We might, however, yet more wonder at another deficiency in Homer’s art of war, were it not still universal throughout those rich and populous countries where mankind was first civilised. Even among the Turks, who, far as they have spread over the finest part of Europe, retain pertinaciously every defect of their ancient Asiatic customs, the easy and apparently obvious precaution of posting and relieving sentries, so essential to the safety of armies, has never obtained. When, in the ill turn of the Grecian affairs, constant readiness for defence became more especially necessary, it is mentioned as an instance of soldiership in the active Diomedes, that he slept on his arms without his tent: but no kind of watch was kept; all his men were at the same time asleep around him: and the other leaders were yet less prepared against surprise.
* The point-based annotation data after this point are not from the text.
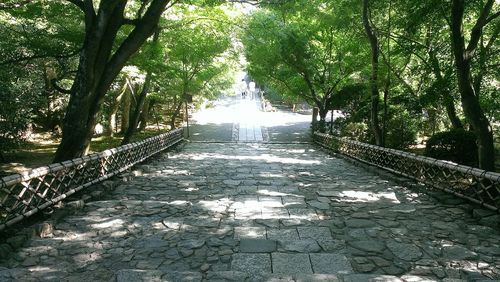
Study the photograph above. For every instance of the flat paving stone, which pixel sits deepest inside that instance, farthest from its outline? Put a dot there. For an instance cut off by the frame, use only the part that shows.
(291, 263)
(300, 246)
(330, 264)
(193, 213)
(282, 234)
(317, 233)
(257, 246)
(249, 232)
(251, 263)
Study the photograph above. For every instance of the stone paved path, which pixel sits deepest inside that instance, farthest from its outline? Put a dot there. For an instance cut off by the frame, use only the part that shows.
(260, 212)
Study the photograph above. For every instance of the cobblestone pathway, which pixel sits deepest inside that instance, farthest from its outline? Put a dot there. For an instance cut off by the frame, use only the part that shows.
(261, 212)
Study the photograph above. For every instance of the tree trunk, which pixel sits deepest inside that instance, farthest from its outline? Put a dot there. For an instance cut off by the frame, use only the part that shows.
(99, 66)
(375, 96)
(449, 105)
(177, 110)
(139, 105)
(126, 105)
(114, 106)
(145, 114)
(323, 111)
(470, 99)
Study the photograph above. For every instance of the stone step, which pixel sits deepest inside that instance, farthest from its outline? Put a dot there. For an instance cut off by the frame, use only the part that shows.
(137, 275)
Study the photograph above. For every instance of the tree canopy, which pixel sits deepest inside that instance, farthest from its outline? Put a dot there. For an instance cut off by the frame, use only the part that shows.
(397, 71)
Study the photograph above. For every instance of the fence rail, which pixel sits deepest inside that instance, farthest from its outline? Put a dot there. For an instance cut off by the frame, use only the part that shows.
(22, 195)
(476, 185)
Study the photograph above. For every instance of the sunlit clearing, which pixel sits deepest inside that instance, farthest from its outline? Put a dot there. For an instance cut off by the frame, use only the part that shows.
(245, 111)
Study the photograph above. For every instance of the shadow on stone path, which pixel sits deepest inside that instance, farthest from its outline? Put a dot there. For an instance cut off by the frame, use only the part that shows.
(260, 212)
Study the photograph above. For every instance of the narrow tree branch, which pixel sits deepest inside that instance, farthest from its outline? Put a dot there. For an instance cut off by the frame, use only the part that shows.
(59, 88)
(6, 6)
(477, 30)
(78, 3)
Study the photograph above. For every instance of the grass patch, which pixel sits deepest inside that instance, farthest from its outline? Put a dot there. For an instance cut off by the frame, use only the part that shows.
(41, 149)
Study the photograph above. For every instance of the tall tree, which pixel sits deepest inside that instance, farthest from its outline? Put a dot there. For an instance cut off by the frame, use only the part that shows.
(375, 95)
(101, 60)
(464, 54)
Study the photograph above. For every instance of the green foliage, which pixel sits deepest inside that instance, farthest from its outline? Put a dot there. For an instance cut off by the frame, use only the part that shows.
(401, 131)
(457, 145)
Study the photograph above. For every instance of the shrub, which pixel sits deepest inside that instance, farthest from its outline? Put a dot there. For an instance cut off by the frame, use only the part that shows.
(401, 131)
(456, 145)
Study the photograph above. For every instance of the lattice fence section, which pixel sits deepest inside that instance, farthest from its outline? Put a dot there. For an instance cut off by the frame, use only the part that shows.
(22, 195)
(479, 186)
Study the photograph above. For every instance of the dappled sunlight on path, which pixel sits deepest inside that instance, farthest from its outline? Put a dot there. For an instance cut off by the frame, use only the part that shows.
(260, 212)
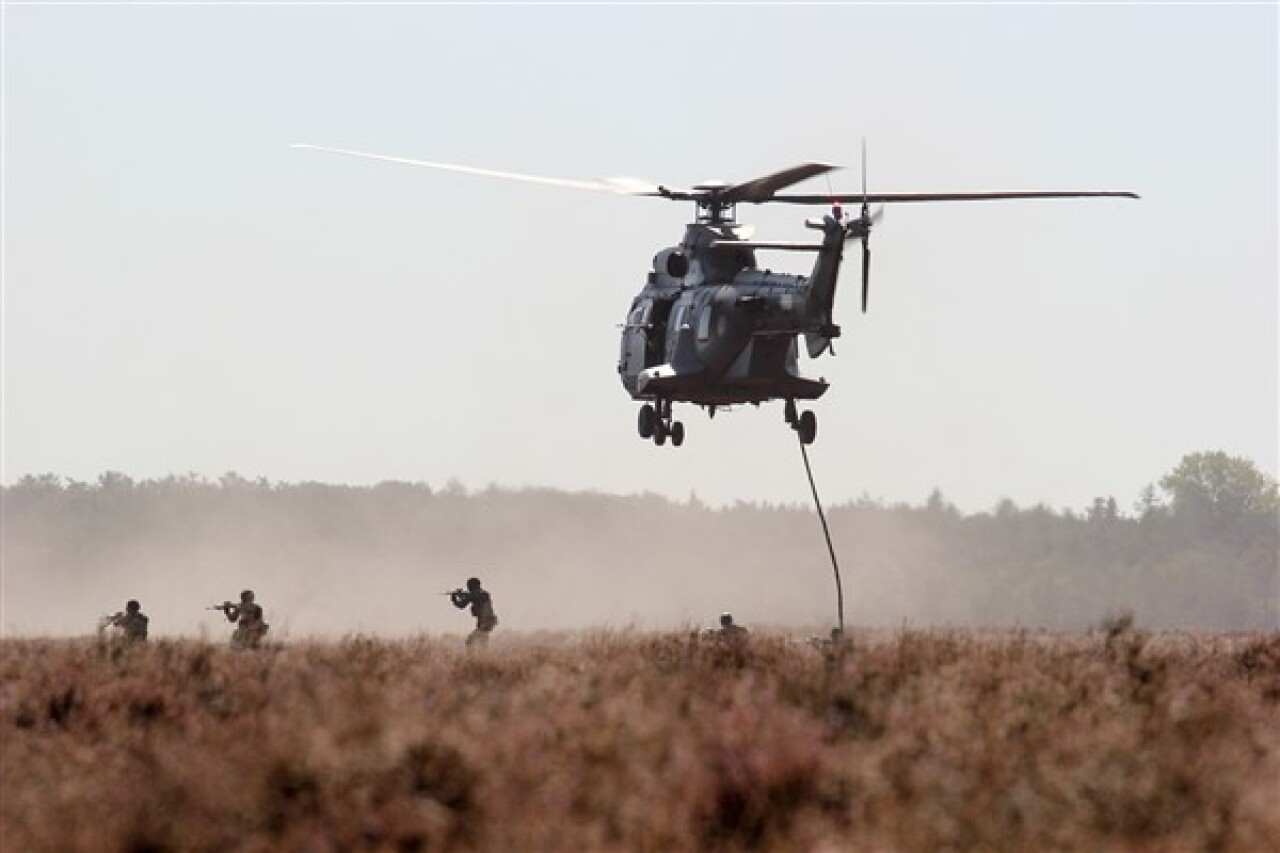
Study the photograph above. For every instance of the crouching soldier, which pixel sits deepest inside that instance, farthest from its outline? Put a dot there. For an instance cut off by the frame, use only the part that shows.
(247, 616)
(481, 607)
(132, 624)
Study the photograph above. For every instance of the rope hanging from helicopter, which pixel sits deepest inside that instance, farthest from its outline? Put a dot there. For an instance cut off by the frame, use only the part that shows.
(826, 533)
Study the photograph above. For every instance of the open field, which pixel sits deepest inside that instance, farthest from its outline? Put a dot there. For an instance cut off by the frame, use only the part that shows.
(912, 739)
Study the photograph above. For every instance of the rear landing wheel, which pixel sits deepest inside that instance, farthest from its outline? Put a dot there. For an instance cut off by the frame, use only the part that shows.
(808, 427)
(677, 434)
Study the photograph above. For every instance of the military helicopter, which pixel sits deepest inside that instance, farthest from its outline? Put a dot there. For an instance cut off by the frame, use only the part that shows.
(711, 327)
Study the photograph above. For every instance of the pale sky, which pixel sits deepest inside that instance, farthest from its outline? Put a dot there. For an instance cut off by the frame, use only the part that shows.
(186, 292)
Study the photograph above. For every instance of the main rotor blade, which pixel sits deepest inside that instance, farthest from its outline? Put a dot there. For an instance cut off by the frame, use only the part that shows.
(895, 197)
(621, 186)
(762, 188)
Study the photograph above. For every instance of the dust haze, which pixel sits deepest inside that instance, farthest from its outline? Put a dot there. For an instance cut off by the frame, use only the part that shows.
(330, 560)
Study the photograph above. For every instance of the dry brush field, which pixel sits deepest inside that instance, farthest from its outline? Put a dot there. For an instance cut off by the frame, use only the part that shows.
(912, 739)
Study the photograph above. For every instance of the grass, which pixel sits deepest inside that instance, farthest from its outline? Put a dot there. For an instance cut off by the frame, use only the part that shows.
(914, 739)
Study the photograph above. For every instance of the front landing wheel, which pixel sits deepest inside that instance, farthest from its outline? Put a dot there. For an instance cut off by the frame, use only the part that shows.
(645, 420)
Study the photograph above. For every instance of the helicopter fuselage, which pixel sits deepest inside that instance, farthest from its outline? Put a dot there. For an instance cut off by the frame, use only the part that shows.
(713, 329)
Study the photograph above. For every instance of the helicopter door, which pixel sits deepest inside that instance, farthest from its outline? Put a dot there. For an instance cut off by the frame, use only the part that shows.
(635, 338)
(657, 332)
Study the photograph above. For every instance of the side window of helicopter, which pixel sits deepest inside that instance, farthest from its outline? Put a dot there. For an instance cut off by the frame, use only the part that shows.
(704, 324)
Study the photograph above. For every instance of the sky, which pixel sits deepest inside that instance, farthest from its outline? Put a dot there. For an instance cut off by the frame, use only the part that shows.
(184, 292)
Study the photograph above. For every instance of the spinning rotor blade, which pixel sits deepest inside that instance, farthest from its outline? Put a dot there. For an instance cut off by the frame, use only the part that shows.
(895, 197)
(621, 186)
(762, 188)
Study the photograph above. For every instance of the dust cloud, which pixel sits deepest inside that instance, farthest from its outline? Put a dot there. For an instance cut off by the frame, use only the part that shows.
(328, 560)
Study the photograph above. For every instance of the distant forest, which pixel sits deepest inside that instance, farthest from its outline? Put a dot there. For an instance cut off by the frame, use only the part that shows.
(1198, 551)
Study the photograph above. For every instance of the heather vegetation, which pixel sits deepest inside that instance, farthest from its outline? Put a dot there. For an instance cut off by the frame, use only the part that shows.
(1198, 550)
(908, 739)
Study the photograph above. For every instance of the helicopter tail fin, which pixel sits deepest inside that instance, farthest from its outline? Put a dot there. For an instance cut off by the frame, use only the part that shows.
(817, 343)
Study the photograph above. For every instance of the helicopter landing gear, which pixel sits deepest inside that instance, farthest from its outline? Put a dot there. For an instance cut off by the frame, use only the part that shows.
(654, 422)
(805, 423)
(647, 420)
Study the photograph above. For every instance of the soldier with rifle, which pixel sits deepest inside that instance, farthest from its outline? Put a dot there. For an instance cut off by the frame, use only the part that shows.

A guard indeed selected from the army was set, in the manner of a modern grand-guard or out-post; but though commanded by two officers high both in rank and reputation, yet the commander-in-chief expresses his fear that, overcome with fatigue, the whole might fall asleep and totally forget their duty. The Trojans, who at the same time, after their success, slept on the field of battle, had no guard appointed by authority, but depended wholly upon the interest which every one had in preventing a surprise; “They exhorted one another to be watchful,” says the poet. But the allies all slept; and he subjoins the reason, “For they had no children or wives at hand.” However, though Homer does not expressly blame the defect, or propose a remedy, yet he gives, in the surprise of Rhesus, an instance of the disasters to which armies are exposed by intermission of watching, that might admonish his fellow-countrymen to improve their practice.